# 2021 Vantage VHP is finished



## Skram (Feb 8, 2019)

One fine skiff. Congrats!


----------



## Mike tries to fish (Oct 31, 2021)

Congrats, I can only imagine the excitement! I am not too far behind you.


----------



## mavdog32 (Apr 5, 2019)

Lookin good, Im sure you'll enjoy it!


----------



## RollTide1000 (Jul 27, 2020)

Congrats!!


----------



## Tripletail (Apr 8, 2021)

Gorgeous


----------



## Redtail (May 25, 2021)

Beauty, enjoy for many years!


----------



## JSFalcon (Oct 7, 2021)

Renegade said:


> Kevin, Brian, Tanner, Graham and the gang finished her up yesterday.
> it was a long wait but I’d do it again. The boat is incredibly well executed and I can’t wait to put a bunch of hours and slime on her.
> 
> My options list is long so feel free to ask specific questions.
> ...


Looks awesome, congrats!


----------



## NMZ Charters (Feb 7, 2019)

Looks sweet! What colors did you go with?


----------



## Zika (Aug 6, 2015)

Pretty ride. Congrats!


----------



## DBStoots (Jul 9, 2011)

Very nice--love the color.


----------



## Renegade (Aug 30, 2015)

NMZ Charters said:


> Looks sweet! What colors did you go with?

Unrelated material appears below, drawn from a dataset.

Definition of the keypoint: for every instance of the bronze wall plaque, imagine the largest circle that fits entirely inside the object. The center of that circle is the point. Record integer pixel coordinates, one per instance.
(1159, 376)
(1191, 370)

Kingston Gray hull and console

Bonefish Gray deck and liner


----------



## Renegade (Aug 30, 2015)




----------



## 76mako23 (Jul 17, 2021)

Beautiful skiff. Enjoy in good health!


----------



## Donovanbest (Aug 10, 2021)

Nice skiff!


----------



## Naturecoastfly (Mar 26, 2019)

Very cool watched the video half a dozen times had no idea It was someone on the forum! I’ve also got a lifted silver truck with black accents and the boat matching the truck looks great.
I’m torn between the gray or that sick smoky blue/gray they just did for one of the recent Evos.


----------



## jay.bush1434 (Dec 27, 2014)

Sweet sled! I loved my VHP, especially when it got sporty.


----------



## The Fin (Sep 28, 2021)

Renegade said:


> Kevin, Brian, Tanner, Graham and the gang finished her up yesterday.
> it was a long wait but I’d do it again. The boat is incredibly well executed and I can’t wait to put a bunch of hours and slime on her.
> 
> My options list is long so feel free to ask specific questions.
> ...


Wow! I just found your post. Super jealous!😳


----------



## Fishing123455Y (Jan 7, 2022)

Congrats


----------



## rovster (Aug 21, 2018)

Looks sweet. What's the difference between Bonefish Grey and Whisper Grey? Does the Bonefish have a little blue? Asking for a friend....jk asking for me my Evo is starting in the next couple months


----------



## Renegade (Aug 30, 2015)

The Bonefish is the same color tone but about twice the white so it’s lighter than the exterior hull but still matches.


----------



## rovster (Aug 21, 2018)

Same color tone of the Kingston or the Whisper? In pictures whisper grey and bonefish grey look very similar. I was curious what the difference was. Thanks.


----------



## Renegade (Aug 30, 2015)

Bonefish is in the same vane as Kingston, only lighter. I THINK (don’t know for sure) that the whisper is lighter yet.


----------



## jimmythehook (Jan 6, 2022)

Renegade said:


> Kevin, Brian, Tanner, Graham and the gang finished her up yesterday.
> it was a long wait but I’d do it again. The boat is incredibly well executed and I can’t wait to put a bunch of hours and slime on her.
> 
> My options list is long so feel free to ask specific questions.
> ...


Really nice look!


----------